I used to watch them on youtube as well, although I would watch them to get ahead of the UK, im sad I cant watch it on youtube anymore, cos I always forget to watch channel 5

----------


## Jessie Wallace

I download them everyday, but it's a sight that you need to upload as well, you can't just take take take, you gotta give a little too. So if your able to do that give me a shout. Or if you know of a way of me getting them from my pc to your then i can do that too

----------


## Abbie

I have to admit Ive gone back to that site since Ive been able to change things now and its great although im trying to catch up so its taking time but good  :Big Grin: 
Ive just watched episode 5665 I think
Still have a long way to go

----------


## Jessie Wallace

not too far, yesterdays was 5700 so only 35 episodes  :Smile:

----------


## Abbie

:Smile:  yeah I know, Ive been downloading all the recent ones so I have them when Im ready and its on those episodes that it actually uploads for me as well

----------


## Jessie Wallace

yeh definatly, helps with youtr ratio too. Most people would download the newer one's so you'd heklp more people, therfore getting a better upload ratio  :Smile: 
I'm just back up to 2.0

----------


## Abbie

Yeah it is good cos the new ones upload loads on the first day they are there
Mine is 1.5 since ive been trying so much to catch up
Im trying to get my bonus points to 75 so I can swap them for 1GB added to my upload

----------


## Jessie Wallace

I'm waiting til Monday and then i'll use my 250 and get 5GB. What was your username on there? pm it to me

----------


## Abbie

Awww wow!

I would save up till then but It will take me ages!

----------


## Abbie

Im up to episode 5675 now  :Big Grin: 

Im hoping to download more over the weekend and try and catch up as much as I can as I will be revising loads next week
Ive managed to get back to 33 points now, since I have loads that are uploading/seeding so it gets done quicker when I have them all going but it slows my laptop so I only do it now and then and Ive been busy so havent had it on as long

----------


## Abigail

I leave mine to seed permanently. You can alter your upload/download speed so when I'm downloading I'm not uploading and when it's finished I seed.
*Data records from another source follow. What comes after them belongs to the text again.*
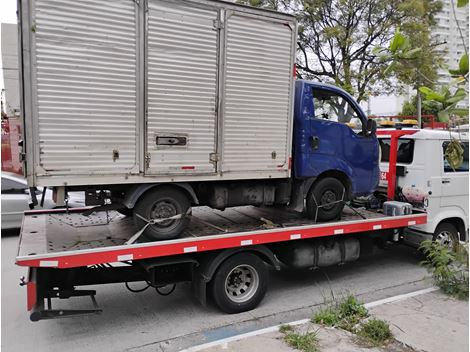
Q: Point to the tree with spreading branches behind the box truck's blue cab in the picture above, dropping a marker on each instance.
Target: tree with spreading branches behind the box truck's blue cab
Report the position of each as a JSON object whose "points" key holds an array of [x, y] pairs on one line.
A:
{"points": [[337, 37]]}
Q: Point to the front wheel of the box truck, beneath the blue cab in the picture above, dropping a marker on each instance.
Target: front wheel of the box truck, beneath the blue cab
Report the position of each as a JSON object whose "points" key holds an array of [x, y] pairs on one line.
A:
{"points": [[326, 192]]}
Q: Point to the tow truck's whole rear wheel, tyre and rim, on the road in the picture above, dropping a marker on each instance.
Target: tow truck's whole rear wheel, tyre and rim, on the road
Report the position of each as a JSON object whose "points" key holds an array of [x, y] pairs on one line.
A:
{"points": [[239, 283]]}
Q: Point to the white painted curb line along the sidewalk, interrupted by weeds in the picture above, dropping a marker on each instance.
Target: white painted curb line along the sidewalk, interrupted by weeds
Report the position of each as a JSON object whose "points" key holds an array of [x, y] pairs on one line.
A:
{"points": [[275, 328]]}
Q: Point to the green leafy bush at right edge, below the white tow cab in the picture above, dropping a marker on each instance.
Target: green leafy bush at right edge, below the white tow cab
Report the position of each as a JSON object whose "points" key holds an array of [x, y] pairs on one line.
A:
{"points": [[449, 267]]}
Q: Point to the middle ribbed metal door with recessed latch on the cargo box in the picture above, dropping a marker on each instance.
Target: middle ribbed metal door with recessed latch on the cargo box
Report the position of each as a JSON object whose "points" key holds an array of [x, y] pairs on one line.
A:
{"points": [[181, 83]]}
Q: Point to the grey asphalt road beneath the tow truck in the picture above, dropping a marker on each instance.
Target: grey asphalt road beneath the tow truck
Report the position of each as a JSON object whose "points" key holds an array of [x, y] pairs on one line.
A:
{"points": [[149, 322]]}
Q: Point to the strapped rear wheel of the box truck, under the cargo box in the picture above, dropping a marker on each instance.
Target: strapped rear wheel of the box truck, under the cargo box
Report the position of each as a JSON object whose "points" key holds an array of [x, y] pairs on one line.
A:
{"points": [[161, 203]]}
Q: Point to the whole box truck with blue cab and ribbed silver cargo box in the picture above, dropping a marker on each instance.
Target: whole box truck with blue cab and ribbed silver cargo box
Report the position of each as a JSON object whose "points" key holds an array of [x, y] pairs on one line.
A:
{"points": [[152, 106]]}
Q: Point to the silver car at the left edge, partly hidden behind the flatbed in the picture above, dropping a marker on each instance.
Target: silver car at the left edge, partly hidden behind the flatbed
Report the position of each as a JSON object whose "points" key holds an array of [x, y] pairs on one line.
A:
{"points": [[15, 198]]}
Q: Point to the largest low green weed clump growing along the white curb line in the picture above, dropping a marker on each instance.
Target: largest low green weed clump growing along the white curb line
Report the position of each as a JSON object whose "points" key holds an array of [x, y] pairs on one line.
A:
{"points": [[344, 314]]}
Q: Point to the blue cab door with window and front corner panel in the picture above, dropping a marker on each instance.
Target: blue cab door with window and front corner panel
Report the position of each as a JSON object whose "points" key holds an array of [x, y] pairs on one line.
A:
{"points": [[339, 139]]}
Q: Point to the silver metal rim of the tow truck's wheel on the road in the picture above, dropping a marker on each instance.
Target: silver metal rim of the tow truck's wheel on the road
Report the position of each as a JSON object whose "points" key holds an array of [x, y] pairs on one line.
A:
{"points": [[241, 283]]}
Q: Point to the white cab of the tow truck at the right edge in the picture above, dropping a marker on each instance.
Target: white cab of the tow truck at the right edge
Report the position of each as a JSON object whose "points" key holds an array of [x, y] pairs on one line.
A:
{"points": [[426, 180]]}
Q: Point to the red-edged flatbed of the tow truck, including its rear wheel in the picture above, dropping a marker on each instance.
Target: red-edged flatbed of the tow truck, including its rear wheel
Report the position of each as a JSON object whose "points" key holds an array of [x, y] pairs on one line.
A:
{"points": [[221, 253]]}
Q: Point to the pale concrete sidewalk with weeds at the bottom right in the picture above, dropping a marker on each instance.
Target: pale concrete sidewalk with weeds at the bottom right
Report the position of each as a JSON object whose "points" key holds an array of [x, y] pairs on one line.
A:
{"points": [[430, 322]]}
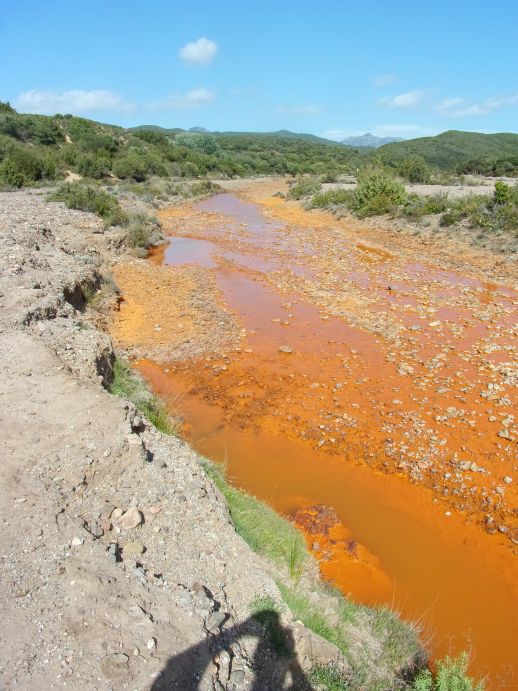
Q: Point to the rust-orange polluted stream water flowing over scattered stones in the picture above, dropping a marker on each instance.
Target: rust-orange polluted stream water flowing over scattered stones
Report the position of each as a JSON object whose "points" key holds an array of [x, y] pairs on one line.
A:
{"points": [[332, 428]]}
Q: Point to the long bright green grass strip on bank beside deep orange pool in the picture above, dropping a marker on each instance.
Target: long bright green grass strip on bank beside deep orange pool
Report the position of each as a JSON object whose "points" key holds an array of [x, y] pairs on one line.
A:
{"points": [[261, 527]]}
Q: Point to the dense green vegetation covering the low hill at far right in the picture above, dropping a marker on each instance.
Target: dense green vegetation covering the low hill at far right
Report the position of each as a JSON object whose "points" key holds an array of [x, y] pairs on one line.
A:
{"points": [[462, 152]]}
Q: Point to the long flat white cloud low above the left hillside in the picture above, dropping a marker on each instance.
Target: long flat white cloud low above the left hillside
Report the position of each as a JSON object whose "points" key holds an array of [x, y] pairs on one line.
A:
{"points": [[73, 101]]}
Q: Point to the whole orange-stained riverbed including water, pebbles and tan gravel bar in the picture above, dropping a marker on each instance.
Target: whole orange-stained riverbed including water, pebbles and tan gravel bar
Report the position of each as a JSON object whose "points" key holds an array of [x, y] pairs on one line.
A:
{"points": [[358, 379]]}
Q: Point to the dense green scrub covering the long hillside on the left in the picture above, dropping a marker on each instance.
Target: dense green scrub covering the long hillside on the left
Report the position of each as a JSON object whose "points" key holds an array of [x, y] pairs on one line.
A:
{"points": [[37, 148]]}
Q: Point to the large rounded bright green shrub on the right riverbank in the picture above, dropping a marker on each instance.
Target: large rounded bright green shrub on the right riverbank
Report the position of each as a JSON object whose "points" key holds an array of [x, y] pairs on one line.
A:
{"points": [[377, 192]]}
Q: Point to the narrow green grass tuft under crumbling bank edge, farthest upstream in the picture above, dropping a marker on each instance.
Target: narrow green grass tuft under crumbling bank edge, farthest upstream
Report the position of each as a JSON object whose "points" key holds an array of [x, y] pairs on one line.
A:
{"points": [[128, 384]]}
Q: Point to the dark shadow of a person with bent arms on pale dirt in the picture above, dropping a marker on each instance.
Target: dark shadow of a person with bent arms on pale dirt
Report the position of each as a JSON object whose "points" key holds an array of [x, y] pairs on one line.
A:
{"points": [[275, 666]]}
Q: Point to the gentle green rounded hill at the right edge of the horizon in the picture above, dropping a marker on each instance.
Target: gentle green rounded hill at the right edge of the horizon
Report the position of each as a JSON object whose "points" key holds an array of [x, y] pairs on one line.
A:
{"points": [[452, 149]]}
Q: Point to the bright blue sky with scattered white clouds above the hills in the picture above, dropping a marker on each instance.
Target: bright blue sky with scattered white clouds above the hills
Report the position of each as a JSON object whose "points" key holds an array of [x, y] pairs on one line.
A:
{"points": [[331, 68]]}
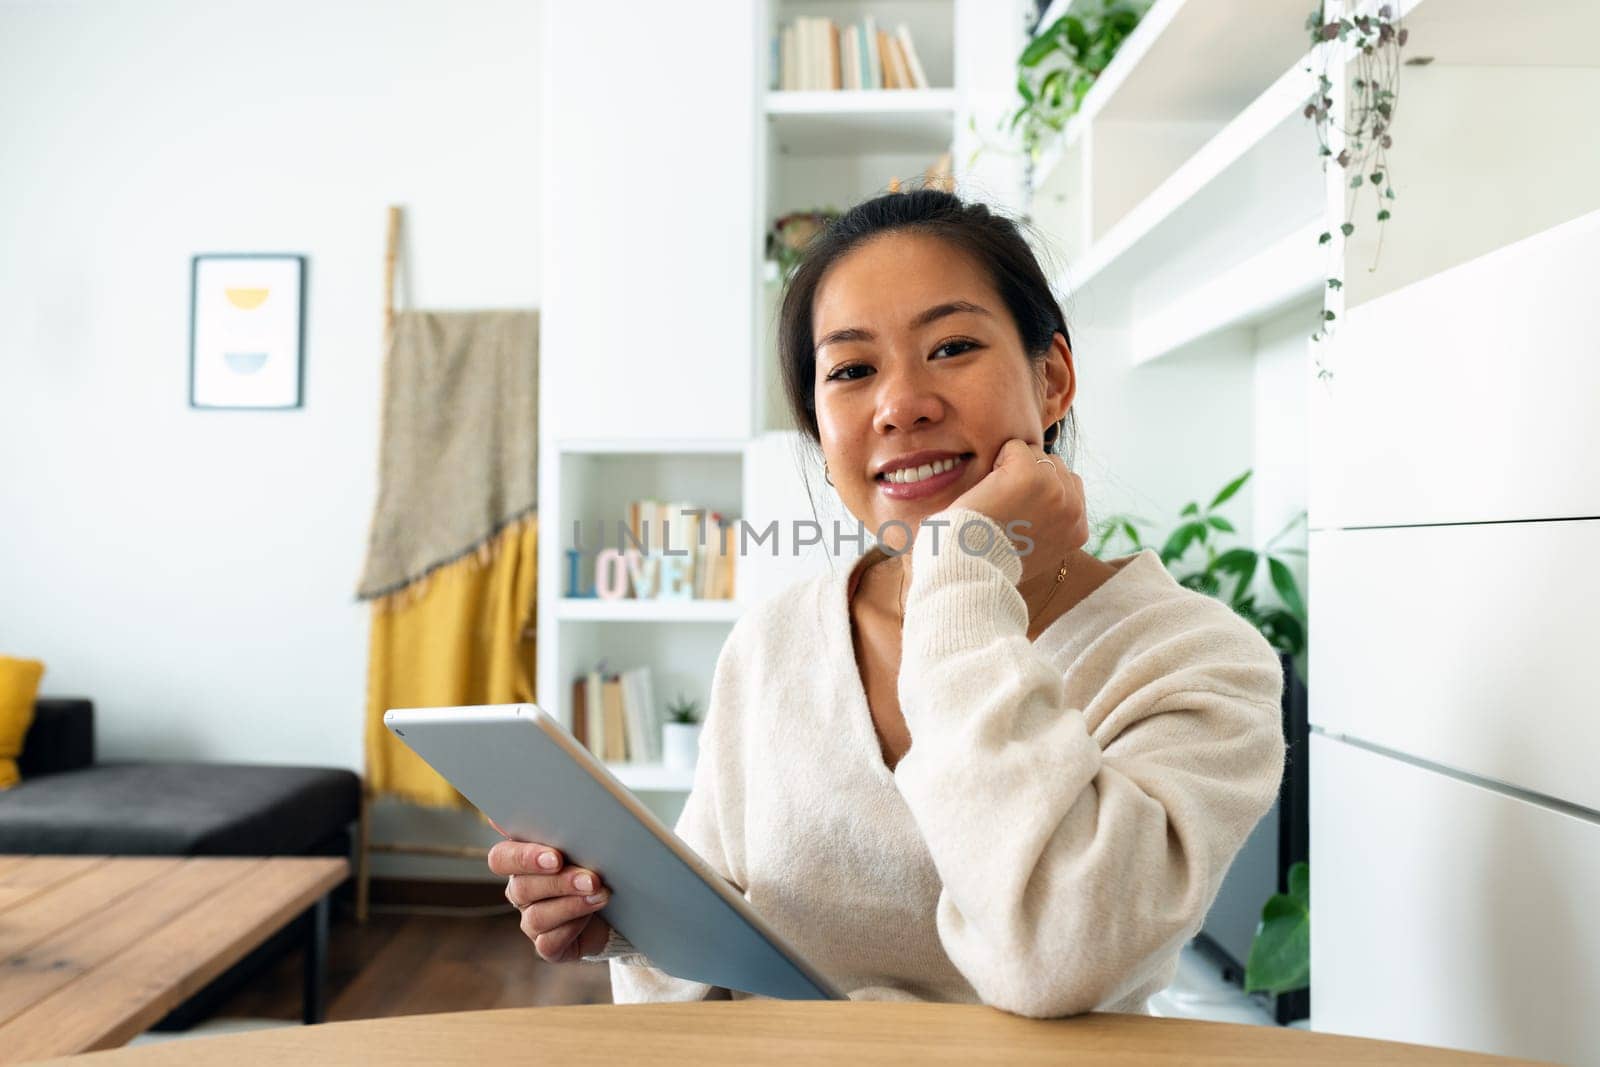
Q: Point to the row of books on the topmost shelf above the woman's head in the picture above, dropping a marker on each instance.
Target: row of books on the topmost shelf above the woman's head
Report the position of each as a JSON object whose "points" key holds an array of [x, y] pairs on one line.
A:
{"points": [[815, 54]]}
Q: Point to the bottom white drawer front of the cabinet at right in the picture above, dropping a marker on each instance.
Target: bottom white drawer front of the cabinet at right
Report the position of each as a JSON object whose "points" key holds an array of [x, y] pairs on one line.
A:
{"points": [[1449, 914]]}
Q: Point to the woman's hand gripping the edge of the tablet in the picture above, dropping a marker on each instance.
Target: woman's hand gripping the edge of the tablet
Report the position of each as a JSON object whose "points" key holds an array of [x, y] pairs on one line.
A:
{"points": [[558, 901]]}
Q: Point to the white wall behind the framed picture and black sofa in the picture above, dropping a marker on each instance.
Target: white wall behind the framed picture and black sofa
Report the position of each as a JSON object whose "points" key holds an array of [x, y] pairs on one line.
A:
{"points": [[193, 572]]}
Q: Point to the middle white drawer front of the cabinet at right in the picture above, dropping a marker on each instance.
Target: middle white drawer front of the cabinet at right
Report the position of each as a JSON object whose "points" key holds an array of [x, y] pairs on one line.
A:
{"points": [[1473, 647]]}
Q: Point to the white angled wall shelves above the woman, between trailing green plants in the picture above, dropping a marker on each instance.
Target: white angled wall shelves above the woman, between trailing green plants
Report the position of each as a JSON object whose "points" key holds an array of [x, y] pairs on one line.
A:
{"points": [[1186, 166]]}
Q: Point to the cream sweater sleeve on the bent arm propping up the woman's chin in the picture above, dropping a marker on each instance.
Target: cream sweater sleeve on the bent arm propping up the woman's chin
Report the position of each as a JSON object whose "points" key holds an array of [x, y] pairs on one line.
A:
{"points": [[1073, 868]]}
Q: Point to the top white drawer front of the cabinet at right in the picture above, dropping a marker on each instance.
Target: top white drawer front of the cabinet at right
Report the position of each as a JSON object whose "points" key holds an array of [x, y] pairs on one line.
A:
{"points": [[1470, 396]]}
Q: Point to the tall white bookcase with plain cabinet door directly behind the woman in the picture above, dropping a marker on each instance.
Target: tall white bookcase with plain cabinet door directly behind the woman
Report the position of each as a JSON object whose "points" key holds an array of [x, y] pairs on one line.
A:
{"points": [[676, 350]]}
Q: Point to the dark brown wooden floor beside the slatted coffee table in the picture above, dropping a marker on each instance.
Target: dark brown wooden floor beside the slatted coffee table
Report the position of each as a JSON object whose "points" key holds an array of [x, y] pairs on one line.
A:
{"points": [[401, 965]]}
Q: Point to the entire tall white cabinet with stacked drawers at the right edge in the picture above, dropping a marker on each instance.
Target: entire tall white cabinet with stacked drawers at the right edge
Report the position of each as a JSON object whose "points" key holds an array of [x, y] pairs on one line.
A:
{"points": [[1479, 313]]}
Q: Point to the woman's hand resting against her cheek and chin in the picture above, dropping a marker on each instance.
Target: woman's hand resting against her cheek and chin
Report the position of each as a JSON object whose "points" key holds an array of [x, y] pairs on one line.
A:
{"points": [[1042, 502]]}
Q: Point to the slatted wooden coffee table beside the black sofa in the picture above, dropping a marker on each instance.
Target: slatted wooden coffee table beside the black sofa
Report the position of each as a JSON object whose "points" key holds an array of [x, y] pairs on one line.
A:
{"points": [[95, 949]]}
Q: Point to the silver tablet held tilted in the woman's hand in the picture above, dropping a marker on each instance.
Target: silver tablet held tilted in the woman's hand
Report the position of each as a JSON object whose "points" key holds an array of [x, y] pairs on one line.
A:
{"points": [[521, 767]]}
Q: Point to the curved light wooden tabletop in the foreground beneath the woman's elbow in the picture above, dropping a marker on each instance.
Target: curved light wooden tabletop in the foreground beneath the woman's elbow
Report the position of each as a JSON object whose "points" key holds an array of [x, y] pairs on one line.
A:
{"points": [[775, 1033]]}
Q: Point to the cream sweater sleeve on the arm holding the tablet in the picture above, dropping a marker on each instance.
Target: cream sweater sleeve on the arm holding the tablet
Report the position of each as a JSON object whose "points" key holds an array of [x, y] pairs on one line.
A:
{"points": [[703, 825]]}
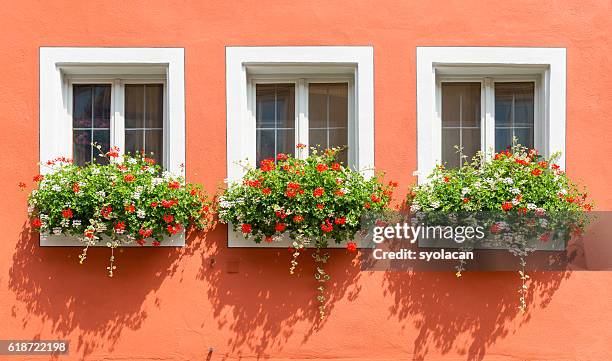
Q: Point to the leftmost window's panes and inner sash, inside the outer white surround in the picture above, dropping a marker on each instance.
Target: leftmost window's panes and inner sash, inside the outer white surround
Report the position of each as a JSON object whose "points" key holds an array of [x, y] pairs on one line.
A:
{"points": [[140, 113]]}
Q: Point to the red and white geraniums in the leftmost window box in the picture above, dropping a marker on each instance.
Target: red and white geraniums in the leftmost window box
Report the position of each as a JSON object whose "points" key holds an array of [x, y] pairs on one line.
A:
{"points": [[128, 200]]}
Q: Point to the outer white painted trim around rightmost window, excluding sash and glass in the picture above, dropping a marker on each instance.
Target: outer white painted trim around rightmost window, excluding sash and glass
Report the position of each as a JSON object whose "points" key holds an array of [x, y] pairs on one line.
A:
{"points": [[491, 61]]}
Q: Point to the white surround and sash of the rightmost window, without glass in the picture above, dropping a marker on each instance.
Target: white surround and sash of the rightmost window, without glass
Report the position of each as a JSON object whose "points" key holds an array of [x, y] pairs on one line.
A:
{"points": [[545, 66]]}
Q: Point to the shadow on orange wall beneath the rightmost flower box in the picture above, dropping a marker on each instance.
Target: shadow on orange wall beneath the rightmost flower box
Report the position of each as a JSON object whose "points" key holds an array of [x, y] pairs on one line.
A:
{"points": [[464, 315]]}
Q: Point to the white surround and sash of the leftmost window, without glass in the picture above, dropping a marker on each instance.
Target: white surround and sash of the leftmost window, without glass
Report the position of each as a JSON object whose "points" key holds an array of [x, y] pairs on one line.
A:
{"points": [[60, 67]]}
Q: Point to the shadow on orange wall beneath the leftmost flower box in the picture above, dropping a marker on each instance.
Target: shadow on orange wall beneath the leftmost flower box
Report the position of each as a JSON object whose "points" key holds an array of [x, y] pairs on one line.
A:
{"points": [[86, 305]]}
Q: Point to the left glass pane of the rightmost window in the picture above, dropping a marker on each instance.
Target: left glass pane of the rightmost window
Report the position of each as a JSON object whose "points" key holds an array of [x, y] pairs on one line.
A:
{"points": [[461, 120]]}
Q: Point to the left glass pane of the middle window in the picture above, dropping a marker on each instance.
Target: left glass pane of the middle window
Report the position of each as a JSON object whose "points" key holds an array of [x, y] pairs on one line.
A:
{"points": [[275, 120]]}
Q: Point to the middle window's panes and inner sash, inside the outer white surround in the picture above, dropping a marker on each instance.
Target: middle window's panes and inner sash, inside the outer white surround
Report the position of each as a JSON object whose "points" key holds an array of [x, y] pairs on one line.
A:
{"points": [[281, 123]]}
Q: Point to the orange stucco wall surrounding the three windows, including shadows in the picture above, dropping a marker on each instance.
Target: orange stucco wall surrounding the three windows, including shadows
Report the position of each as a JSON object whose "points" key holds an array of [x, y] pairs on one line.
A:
{"points": [[175, 304]]}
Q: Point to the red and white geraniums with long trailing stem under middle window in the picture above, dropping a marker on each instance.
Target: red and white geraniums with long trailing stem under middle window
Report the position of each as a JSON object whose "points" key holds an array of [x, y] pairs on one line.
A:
{"points": [[313, 201]]}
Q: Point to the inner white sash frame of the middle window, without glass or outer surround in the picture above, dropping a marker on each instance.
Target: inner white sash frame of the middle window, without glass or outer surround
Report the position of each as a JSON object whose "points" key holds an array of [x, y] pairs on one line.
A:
{"points": [[301, 82]]}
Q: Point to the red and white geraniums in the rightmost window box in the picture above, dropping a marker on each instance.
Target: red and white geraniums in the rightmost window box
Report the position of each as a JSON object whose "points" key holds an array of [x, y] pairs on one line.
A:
{"points": [[520, 197]]}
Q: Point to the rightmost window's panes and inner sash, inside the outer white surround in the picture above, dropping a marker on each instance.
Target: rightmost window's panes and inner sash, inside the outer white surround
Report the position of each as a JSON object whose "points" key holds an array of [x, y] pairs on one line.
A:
{"points": [[463, 113]]}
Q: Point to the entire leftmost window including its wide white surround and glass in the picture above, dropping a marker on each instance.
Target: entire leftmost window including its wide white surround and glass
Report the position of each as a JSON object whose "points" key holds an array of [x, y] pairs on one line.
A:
{"points": [[132, 98]]}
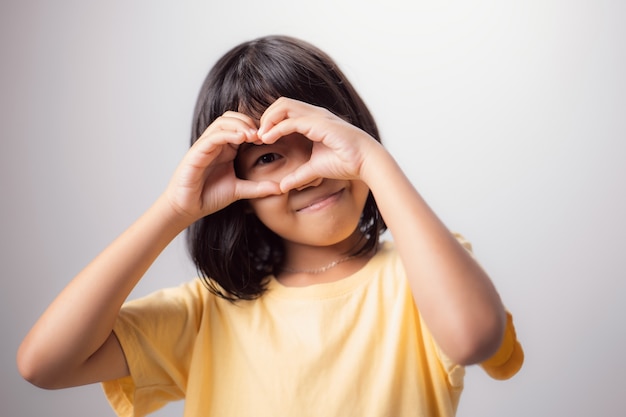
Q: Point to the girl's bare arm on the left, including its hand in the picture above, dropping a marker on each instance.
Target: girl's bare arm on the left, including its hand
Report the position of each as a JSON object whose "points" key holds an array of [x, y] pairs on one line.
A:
{"points": [[72, 343]]}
Haven't downloaded in quite a while. Don't think it's fair when I'm using my neighbour's wireless  :Stick Out Tongue:

----------


## Abbie

I would do that but I dont like to leave my laptop on all the time

----------


## Abbie

Im up to date now  :Smile:  all caught up which is good  :Smile: 

But now I have to wait for the next episode instead of it already being there  :Stick Out Tongue:

----------